The location of the blood smears told him which of the four sides to case. The screen out in place at the moment was, as she had said, intact. He ran his fingers questioningly along its frame, to see if it felt sticky, damp, with newly-applied paste. It was dry and gave no signs of having been recently inserted. He could see, now, that the inserts weren’t glued into the frame at all, they were caught between the lips of a long, continuous split in the bamboo and held fast by the pressure of the two halves of the wood closing over them again, helped out by an occasional little wooden nail or peg. They couldn’t be put in a hurry.

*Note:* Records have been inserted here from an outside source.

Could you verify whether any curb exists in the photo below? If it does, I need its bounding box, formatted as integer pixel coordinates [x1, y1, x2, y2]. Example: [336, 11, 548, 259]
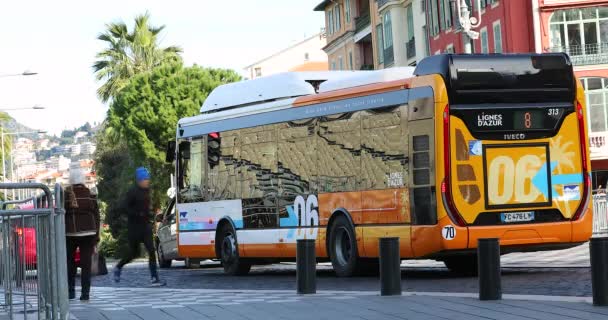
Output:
[92, 287, 592, 303]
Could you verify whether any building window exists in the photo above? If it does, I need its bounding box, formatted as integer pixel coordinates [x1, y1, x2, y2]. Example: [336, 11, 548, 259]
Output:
[327, 9, 334, 35]
[581, 77, 608, 132]
[384, 11, 393, 49]
[480, 27, 490, 53]
[549, 7, 608, 64]
[439, 0, 452, 30]
[492, 20, 502, 53]
[334, 5, 341, 32]
[344, 0, 350, 23]
[376, 24, 384, 64]
[443, 0, 452, 29]
[429, 0, 439, 36]
[405, 4, 414, 40]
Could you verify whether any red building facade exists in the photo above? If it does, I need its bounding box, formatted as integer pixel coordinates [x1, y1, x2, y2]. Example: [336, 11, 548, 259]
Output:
[426, 0, 534, 54]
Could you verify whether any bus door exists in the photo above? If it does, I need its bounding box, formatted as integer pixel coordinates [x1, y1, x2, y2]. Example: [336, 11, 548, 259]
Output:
[360, 105, 411, 257]
[407, 87, 443, 256]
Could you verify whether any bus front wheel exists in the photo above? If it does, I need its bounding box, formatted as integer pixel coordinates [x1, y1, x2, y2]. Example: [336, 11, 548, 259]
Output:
[329, 216, 359, 277]
[219, 224, 251, 276]
[443, 254, 477, 276]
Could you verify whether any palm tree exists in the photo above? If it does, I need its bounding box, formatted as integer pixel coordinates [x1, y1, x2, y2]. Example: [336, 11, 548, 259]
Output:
[93, 13, 182, 102]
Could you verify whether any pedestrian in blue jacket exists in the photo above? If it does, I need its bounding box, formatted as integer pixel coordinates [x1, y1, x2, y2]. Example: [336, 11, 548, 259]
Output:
[114, 167, 165, 286]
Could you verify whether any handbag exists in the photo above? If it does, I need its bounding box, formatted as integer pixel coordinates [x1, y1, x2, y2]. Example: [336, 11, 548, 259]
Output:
[91, 248, 108, 276]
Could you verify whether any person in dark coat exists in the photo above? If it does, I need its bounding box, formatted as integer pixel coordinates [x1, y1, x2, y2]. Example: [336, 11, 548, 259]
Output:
[114, 167, 164, 286]
[65, 169, 100, 301]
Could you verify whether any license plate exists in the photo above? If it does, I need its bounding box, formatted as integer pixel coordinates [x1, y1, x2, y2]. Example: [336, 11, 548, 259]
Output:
[500, 211, 534, 223]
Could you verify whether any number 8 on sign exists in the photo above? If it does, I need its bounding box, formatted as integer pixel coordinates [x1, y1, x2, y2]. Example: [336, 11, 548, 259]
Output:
[441, 226, 456, 240]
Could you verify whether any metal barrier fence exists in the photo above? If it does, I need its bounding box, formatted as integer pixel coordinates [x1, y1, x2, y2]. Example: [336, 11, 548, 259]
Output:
[593, 194, 608, 236]
[0, 183, 69, 320]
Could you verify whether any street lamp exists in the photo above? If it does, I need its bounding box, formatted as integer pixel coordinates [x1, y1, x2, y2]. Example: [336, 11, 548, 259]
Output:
[452, 0, 481, 53]
[0, 70, 38, 78]
[0, 104, 45, 112]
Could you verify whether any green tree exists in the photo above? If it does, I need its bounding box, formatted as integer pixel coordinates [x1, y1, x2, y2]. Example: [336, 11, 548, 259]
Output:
[108, 63, 240, 208]
[95, 125, 134, 257]
[93, 13, 182, 102]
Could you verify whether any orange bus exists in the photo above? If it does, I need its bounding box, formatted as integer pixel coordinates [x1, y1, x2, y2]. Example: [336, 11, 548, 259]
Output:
[168, 54, 592, 276]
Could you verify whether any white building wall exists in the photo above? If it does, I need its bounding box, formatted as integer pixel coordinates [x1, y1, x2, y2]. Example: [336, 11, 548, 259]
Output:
[244, 34, 327, 79]
[412, 0, 428, 61]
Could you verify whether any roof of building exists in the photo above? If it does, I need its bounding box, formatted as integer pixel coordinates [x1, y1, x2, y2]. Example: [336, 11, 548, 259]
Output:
[243, 33, 321, 69]
[289, 61, 329, 72]
[313, 0, 332, 11]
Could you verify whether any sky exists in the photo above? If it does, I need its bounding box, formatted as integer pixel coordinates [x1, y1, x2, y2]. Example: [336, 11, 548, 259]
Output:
[0, 0, 323, 134]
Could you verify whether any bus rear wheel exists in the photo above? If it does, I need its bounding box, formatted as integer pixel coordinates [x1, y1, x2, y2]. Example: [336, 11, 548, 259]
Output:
[329, 216, 359, 277]
[219, 224, 251, 276]
[443, 254, 478, 276]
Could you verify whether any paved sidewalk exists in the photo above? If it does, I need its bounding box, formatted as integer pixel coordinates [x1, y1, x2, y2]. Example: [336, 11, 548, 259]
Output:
[71, 288, 608, 320]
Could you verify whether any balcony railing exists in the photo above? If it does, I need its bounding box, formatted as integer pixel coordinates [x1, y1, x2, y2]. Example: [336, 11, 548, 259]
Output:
[547, 43, 608, 66]
[355, 12, 371, 33]
[405, 37, 416, 59]
[589, 132, 608, 159]
[376, 0, 391, 8]
[384, 46, 395, 66]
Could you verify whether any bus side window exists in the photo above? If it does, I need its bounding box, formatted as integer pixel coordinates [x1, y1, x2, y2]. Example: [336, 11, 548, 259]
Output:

But they could be taken out in a hurry, couldn’t they? He shoved it all the way back flush with the two lateral screens, and squinted into the socket it had receded into. There were two frame-edges visible, not just one. He caught at the second one, and it slid out empty, bare of paper! But there were tell tale little strips and slivers of white all up and down it where the paper had been hastily slashed away.
He just stood there and nodded grimly at it. “Unh-hunh,” he said.
Probably the frame itself would be unslung tomorrow and sent out to have a new filler put in. Or destroyed. They hadn’t had the opportunity tonight, with the place buzzing with police. He didn’t think the rest of the staff had been in on it — just the manager and the murderer. The fact that the girl’s last-minute change of position hadn’t been revealed to them in time showed that. The geishas waiting on the couple would have tipped them off if they’d been accessories. They hadn’t, and Mallory had been killed by mistake. But she’d only arrived the day before — why did they want her out of the way, not him?...
Hollinger pondered.
There was no audible warning. But his shifting of the slide had exposed the assassin’s compartment beyond the one he was in, and the lantern-light reaching wanly to the far screen of that threw up a faint gray blur overlapping his own shadow — a shadow with upraised arm ending in a sharp downward-projected point. Seeing that shadow saved his life.